Switching to a raw diet can take time so be prepared for it. However, the benefits for your cat will be tremendous.
Feed Important Supplements
Besides needing a high-protein diet, cats also need a variety of nutrients and supplements.
When a cat catches its prey, there’s a high chance that it will eat everything.
To make a raw meat diet more complete, it is also important to feed your cat organ as muscle meat such as liver, kidney, heart and gizzard.
Both organ and muscle meat contain many good vitamins and minerals that cats need.
Taurine is an essential amino acid that cats need but are not able to produce naturally in adequate quantities.
Taurine is very important for cats and it helps to keep many of their main organs healthy and functioning well.
A lack of this nutrient can be very dangerous for your kitty.
Omega 3 is a fatty acid that isn’t only healthy for humans but also for FIV positive cats.
Our main source of Omega 3 is normally from fish but too much fish isn’t good for cats.
Fish meat contains an enzyme that can interfere with the absorption of Vitamin B. Plus there’s also a risk of mercury poisoning from eating too much fish.
The best way to introduce Omega 3 to your cat is with a high-quality Omega 3 supplement that’s meant for pets.
Don’t Let Your Cat Get Fat
It’s important to keep your cat’s weight in check.
A cat that is overweight or obese will run into many health issues over time.

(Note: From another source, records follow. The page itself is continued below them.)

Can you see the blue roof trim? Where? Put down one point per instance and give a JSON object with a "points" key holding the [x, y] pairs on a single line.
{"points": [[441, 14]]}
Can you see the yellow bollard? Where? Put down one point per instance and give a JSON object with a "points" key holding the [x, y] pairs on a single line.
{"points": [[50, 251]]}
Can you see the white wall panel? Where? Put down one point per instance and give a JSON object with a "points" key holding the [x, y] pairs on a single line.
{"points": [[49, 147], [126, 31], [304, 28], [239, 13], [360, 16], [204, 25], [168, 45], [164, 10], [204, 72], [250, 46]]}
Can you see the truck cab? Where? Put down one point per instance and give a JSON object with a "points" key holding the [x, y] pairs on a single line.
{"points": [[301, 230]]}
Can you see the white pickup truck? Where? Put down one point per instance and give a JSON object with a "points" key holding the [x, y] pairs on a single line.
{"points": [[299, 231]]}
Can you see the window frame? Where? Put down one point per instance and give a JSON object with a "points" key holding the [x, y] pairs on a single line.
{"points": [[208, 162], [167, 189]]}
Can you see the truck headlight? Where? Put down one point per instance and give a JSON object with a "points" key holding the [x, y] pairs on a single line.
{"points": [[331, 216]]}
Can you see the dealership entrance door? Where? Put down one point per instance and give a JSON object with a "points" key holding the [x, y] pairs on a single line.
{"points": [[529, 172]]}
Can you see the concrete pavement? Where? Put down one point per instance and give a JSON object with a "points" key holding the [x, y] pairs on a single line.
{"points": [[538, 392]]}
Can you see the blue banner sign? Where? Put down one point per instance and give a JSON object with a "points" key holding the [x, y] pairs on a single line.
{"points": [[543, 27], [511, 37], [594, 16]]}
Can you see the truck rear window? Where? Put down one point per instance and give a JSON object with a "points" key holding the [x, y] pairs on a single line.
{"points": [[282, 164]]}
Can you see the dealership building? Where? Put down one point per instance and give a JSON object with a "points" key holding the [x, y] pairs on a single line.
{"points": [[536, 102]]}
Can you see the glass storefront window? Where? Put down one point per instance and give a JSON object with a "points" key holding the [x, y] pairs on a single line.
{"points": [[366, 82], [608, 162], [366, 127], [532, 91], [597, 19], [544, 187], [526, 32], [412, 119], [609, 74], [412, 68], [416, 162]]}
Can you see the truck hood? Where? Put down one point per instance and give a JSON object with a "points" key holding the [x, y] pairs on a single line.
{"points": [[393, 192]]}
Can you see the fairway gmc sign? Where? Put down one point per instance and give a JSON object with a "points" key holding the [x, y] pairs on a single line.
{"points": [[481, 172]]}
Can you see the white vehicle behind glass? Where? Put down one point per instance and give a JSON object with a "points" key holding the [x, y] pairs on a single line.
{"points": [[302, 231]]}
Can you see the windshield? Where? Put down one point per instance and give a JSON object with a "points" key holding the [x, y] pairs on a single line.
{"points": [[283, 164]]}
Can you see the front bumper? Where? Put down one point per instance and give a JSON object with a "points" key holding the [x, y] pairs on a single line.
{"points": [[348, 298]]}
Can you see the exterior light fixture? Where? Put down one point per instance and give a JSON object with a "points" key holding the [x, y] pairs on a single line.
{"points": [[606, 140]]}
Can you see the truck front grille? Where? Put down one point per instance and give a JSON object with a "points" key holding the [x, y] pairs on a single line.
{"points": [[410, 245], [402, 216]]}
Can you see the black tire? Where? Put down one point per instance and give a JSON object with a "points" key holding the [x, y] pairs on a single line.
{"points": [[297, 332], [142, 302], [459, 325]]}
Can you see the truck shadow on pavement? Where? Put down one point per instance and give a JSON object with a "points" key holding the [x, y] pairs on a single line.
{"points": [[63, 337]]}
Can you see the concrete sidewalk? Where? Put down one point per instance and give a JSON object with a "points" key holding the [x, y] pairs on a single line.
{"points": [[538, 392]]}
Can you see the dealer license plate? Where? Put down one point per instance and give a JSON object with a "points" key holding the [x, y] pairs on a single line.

Here are some health problems that can arise from a cat that’s too fat:
- Urinary bladder stones
A dry food diet can cause fast weight gain in a cat due to the high carbohydrate content.
With a raw food diet, your cat will get the protein it needs and this helps to keep the weight in check.
It’s fine to give your cat a treat every now and then but do note that treats can contain a high amount of carbs so make sure to moderate it.
Play With Your Cat
Cats aren’t exactly the most active and interactive pets as compared to dogs.
They will play by themselves or with you occasionally but most of the day is spent eating and sleeping.
Kittens are more active and naturally playful due to their high energy reserves. As cats age, they tend to be less active.
If you are adopting a senior cat, make sure to schedule some play time daily.
Cats like toys that they can hunt and chase. So toys that can move and resemble prey will trigger the hunter in them.
If all else fails, there’s always the red laser pointer that cats love to chase.
Just don’t point it in your cat’s face as it can harm their sensitive eyes.
When To Put Down A Cat With FIV?
Sometimes, even with our best efforts, the virus load is just too much for the cat’s body to handle.
If the cat isn’t eating or drinking, is in pain, hiding and there’s a drastic decrease in the quality of the cat’s life, then euthanasia might be the most humane decision you can make.
It will be a very hard decision to make and one that you will need to find the answer from within your heart.
Do what’s best for your cat and not for yourself.
If there’s one takeaway from this article, please remember that having FIV for a cat is not a death sentence.
Yes, it is something that can be fatal but there are many FIV infected cats that have lived happy, healthy and complete lives.
If the cat that you want to adopt has FIV, don’t let it be a deterrent.
You have what it takes to give your new cat a loving forever home.